Friday, October 3, 2008

Thought for the day

I occasionally follow the online writing diary of professional author (ie, published and making money at it) Holly Lisle. She has a lot of free advice for aspiring writers, quite a bit of which applies really well to life in general.

She has a paid course that she is running right now, that comes with little movies and lessons and such, and to tease those of us with no money, she often posts portions of those movies on her writing diary. Currently, she's talking about Middles - that part of the novel where you're past the first love and excitement of the Beginning, not yet at the rush and excitement of the Ending, but slogging through all that stuff in between - that point where sometimes you wonder if you really have any clue what you're doing. What if you're lost?

Here is one of the things she has to say about that:

Getting Lost Is An Art
- when you are lost, you find what you weren't looking for, but needed all the same
- you learn who you are
- you discover adventure
- you become creative because you have to be
- you invent new skills
- you meet entirely new worlds


Well. When you put it that way, it makes you kinda wonder why we're NOT all out there, winging it and hoping everything comes out okay, or even just hoping that something cool comes out in the surrounding mess.

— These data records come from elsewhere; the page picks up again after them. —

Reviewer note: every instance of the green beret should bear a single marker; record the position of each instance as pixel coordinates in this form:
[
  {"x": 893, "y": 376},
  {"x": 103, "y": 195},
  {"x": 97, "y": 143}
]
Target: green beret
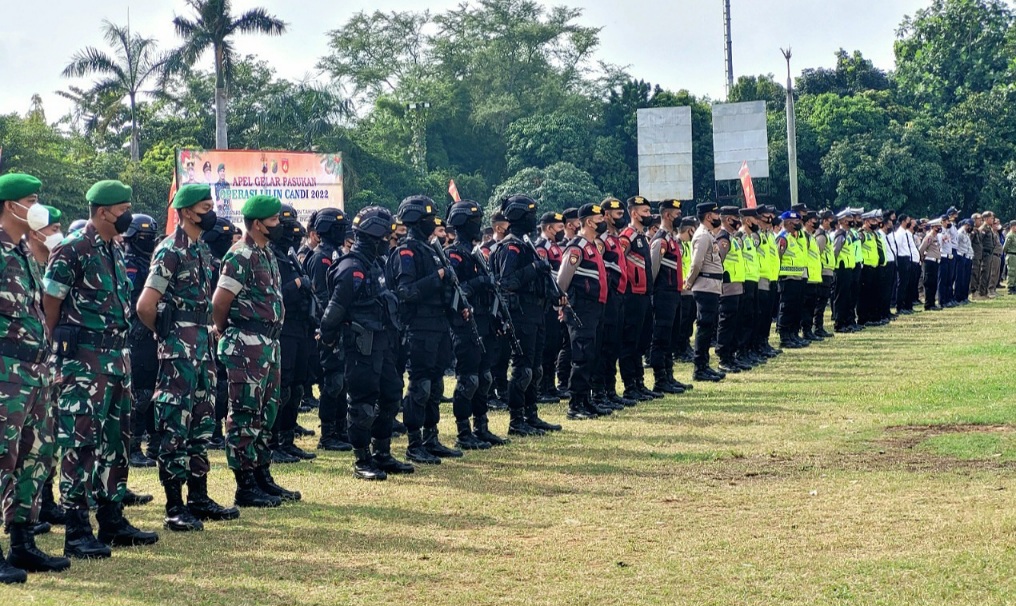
[
  {"x": 55, "y": 215},
  {"x": 190, "y": 194},
  {"x": 109, "y": 193},
  {"x": 261, "y": 206},
  {"x": 14, "y": 186}
]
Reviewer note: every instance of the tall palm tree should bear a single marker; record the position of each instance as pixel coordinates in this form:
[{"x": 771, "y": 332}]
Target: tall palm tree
[
  {"x": 134, "y": 61},
  {"x": 212, "y": 27}
]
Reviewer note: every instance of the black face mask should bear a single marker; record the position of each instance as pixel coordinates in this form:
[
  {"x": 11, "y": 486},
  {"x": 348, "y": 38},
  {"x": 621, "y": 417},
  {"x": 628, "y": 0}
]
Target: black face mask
[
  {"x": 207, "y": 221},
  {"x": 123, "y": 222}
]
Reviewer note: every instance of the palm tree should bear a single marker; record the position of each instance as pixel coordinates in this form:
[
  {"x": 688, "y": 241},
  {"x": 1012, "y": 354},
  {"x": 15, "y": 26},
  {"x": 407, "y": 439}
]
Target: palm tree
[
  {"x": 135, "y": 60},
  {"x": 212, "y": 27}
]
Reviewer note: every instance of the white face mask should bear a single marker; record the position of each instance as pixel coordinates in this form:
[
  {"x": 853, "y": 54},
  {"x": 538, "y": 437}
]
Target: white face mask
[{"x": 53, "y": 240}]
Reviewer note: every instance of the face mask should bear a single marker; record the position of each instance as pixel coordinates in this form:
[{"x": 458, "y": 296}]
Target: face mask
[
  {"x": 207, "y": 221},
  {"x": 53, "y": 240}
]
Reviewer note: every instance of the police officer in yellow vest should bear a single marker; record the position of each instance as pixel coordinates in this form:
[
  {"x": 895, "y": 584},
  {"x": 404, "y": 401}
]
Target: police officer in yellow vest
[{"x": 792, "y": 278}]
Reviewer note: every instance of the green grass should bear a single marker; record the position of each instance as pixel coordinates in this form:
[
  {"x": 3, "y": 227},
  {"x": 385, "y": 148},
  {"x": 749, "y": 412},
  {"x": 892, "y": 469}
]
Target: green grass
[{"x": 844, "y": 474}]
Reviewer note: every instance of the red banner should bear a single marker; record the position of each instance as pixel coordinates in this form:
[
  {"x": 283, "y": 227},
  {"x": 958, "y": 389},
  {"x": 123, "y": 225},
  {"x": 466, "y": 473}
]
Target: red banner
[{"x": 747, "y": 186}]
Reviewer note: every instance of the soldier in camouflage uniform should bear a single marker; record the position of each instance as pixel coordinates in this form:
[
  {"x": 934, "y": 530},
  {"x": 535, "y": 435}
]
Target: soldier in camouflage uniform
[
  {"x": 248, "y": 314},
  {"x": 86, "y": 301},
  {"x": 25, "y": 422},
  {"x": 180, "y": 281}
]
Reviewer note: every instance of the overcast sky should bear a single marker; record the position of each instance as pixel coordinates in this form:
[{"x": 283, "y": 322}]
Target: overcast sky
[{"x": 678, "y": 44}]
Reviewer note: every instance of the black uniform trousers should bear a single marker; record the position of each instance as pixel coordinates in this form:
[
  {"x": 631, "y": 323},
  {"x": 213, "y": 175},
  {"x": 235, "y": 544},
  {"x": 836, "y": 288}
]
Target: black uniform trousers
[
  {"x": 375, "y": 387},
  {"x": 583, "y": 344},
  {"x": 707, "y": 312}
]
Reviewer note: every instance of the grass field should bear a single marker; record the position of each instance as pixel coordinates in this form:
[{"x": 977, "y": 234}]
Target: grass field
[{"x": 875, "y": 469}]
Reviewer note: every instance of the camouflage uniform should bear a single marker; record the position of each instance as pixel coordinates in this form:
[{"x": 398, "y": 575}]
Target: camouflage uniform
[
  {"x": 249, "y": 351},
  {"x": 92, "y": 424},
  {"x": 182, "y": 271},
  {"x": 25, "y": 420}
]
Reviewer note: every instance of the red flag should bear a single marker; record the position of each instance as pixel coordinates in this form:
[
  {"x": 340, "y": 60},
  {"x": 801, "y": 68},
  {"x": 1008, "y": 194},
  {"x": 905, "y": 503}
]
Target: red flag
[
  {"x": 453, "y": 191},
  {"x": 747, "y": 186},
  {"x": 171, "y": 217}
]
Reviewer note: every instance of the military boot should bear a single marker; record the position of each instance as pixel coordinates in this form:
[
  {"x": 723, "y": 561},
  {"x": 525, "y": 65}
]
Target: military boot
[
  {"x": 249, "y": 494},
  {"x": 10, "y": 574},
  {"x": 179, "y": 518},
  {"x": 364, "y": 467},
  {"x": 26, "y": 556},
  {"x": 418, "y": 452},
  {"x": 266, "y": 483},
  {"x": 136, "y": 458},
  {"x": 385, "y": 462},
  {"x": 116, "y": 531},
  {"x": 483, "y": 432},
  {"x": 465, "y": 440},
  {"x": 435, "y": 447},
  {"x": 202, "y": 506},
  {"x": 78, "y": 540}
]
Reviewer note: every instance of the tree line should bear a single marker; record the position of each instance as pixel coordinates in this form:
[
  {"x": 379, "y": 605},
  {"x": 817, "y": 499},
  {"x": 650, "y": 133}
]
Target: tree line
[{"x": 510, "y": 96}]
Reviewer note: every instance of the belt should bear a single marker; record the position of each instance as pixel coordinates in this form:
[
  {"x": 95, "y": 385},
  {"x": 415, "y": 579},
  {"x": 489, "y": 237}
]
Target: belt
[
  {"x": 22, "y": 352},
  {"x": 271, "y": 330},
  {"x": 198, "y": 317},
  {"x": 102, "y": 341}
]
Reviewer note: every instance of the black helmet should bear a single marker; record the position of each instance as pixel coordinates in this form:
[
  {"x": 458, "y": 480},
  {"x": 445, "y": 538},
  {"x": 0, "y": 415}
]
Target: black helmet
[
  {"x": 517, "y": 205},
  {"x": 460, "y": 213},
  {"x": 375, "y": 222},
  {"x": 414, "y": 208},
  {"x": 141, "y": 225}
]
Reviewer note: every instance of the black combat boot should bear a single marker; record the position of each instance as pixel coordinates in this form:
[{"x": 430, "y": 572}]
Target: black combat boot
[
  {"x": 78, "y": 540},
  {"x": 267, "y": 484},
  {"x": 179, "y": 518},
  {"x": 132, "y": 498},
  {"x": 365, "y": 468},
  {"x": 435, "y": 447},
  {"x": 26, "y": 556},
  {"x": 202, "y": 506},
  {"x": 385, "y": 462},
  {"x": 50, "y": 510},
  {"x": 465, "y": 440},
  {"x": 116, "y": 531},
  {"x": 483, "y": 432},
  {"x": 249, "y": 494},
  {"x": 10, "y": 574},
  {"x": 418, "y": 452},
  {"x": 288, "y": 442}
]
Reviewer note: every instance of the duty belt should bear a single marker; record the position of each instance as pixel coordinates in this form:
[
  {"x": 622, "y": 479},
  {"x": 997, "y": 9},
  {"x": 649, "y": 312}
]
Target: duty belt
[
  {"x": 271, "y": 330},
  {"x": 102, "y": 341},
  {"x": 22, "y": 352}
]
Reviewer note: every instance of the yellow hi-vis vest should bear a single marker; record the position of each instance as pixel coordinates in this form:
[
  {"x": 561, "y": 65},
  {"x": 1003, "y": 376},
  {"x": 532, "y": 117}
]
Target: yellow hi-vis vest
[
  {"x": 814, "y": 259},
  {"x": 795, "y": 261}
]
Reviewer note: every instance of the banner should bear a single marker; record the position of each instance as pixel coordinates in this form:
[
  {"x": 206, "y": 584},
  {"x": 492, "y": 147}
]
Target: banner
[
  {"x": 747, "y": 186},
  {"x": 304, "y": 180}
]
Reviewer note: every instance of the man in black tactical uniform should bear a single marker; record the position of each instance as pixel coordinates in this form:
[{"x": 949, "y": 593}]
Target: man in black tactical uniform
[{"x": 366, "y": 312}]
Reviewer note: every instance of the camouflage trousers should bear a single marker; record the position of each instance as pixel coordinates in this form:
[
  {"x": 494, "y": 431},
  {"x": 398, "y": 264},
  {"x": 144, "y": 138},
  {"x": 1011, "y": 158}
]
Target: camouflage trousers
[
  {"x": 92, "y": 428},
  {"x": 185, "y": 417},
  {"x": 255, "y": 380},
  {"x": 25, "y": 449}
]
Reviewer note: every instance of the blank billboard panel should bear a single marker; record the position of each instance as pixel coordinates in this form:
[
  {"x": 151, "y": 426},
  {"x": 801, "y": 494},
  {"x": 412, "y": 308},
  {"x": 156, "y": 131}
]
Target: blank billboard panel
[
  {"x": 739, "y": 135},
  {"x": 664, "y": 153}
]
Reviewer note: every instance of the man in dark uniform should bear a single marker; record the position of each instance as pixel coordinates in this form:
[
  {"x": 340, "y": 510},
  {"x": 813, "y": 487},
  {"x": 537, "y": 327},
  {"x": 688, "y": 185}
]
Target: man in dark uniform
[
  {"x": 297, "y": 342},
  {"x": 583, "y": 278},
  {"x": 525, "y": 280},
  {"x": 366, "y": 311},
  {"x": 139, "y": 240},
  {"x": 472, "y": 364},
  {"x": 423, "y": 283},
  {"x": 330, "y": 226}
]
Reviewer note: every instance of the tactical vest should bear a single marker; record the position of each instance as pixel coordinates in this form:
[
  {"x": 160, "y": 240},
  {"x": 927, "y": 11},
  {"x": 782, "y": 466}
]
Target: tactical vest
[{"x": 795, "y": 260}]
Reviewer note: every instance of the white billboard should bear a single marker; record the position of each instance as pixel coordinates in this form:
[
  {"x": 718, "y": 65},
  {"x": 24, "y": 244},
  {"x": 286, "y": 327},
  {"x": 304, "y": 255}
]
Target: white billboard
[
  {"x": 739, "y": 135},
  {"x": 664, "y": 153}
]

People keep talking about how talented they believe I am. I'm flattered, but I never quite know what to say. Yes, I have a reasonably steady hand, and a reasonably good eye for composition, but all the rest comes down to two factors:
1. Training - I trust my pencil or my paints or my henna to behave in certain ways, just because I've used them enough to get the hang of them; and
2. A willingness to wing it. *grin*

Seriously, I know nothing about wire sculpture. I've never made one, ever. The thing where I keep talking about building a physical representation of my family tree? I have no clue whether it would even work - but I'm willing to give it a shot, because the idea looks so cool, here inside my head.

Mosaics? Dude, I'm using a stepping stone mold from the craft store, and a cookie sheet with modeling clay on it to build the actual design. I can spend for-freakin'-ever on the designs because I'm not working with wet cement until the very end.

I can say something similar about almost everything I've ever done since graduating college, and a few things I did while I was still a student. I get this cool idea in my head and I decide to see if I can make it real. I mostly have no idea what I'm doing, right up until the point where I realize I've done something so many times that I do actually get it.

Lately, I've decided to get lost in embroidery. I so totally suck at this that I'm cracking myself up - I've already sewed the thing into the embroidery hoop because I wasn't paying attention. But I'm using cotton, not silk, on muslin, not linen, and yellow thread instead of actual gold, and I'm making a bookmark instead of the front and back of a medieval almoner's purse. So, you know, who cares if I screw it up?

When you wing it, you learn things. Or, to re-use my favorite travel quote, "if you know where you're going, it's not an adventure!"

And I guess that's my summation of Holly's really nifty thought.

1 comment:

  1. Ah, embroidery! That gets into the project that I hope to have complete by the time my Munchkin graduates from high school.

    It's a baby blanket, with 25 different squares. I bought it along with a book of cute, thoughtful little designs, and about half the floss colors I'll need if I follow the book exactly.

    It'd come along faster if I actually worked on it every month, instead of just once in a while.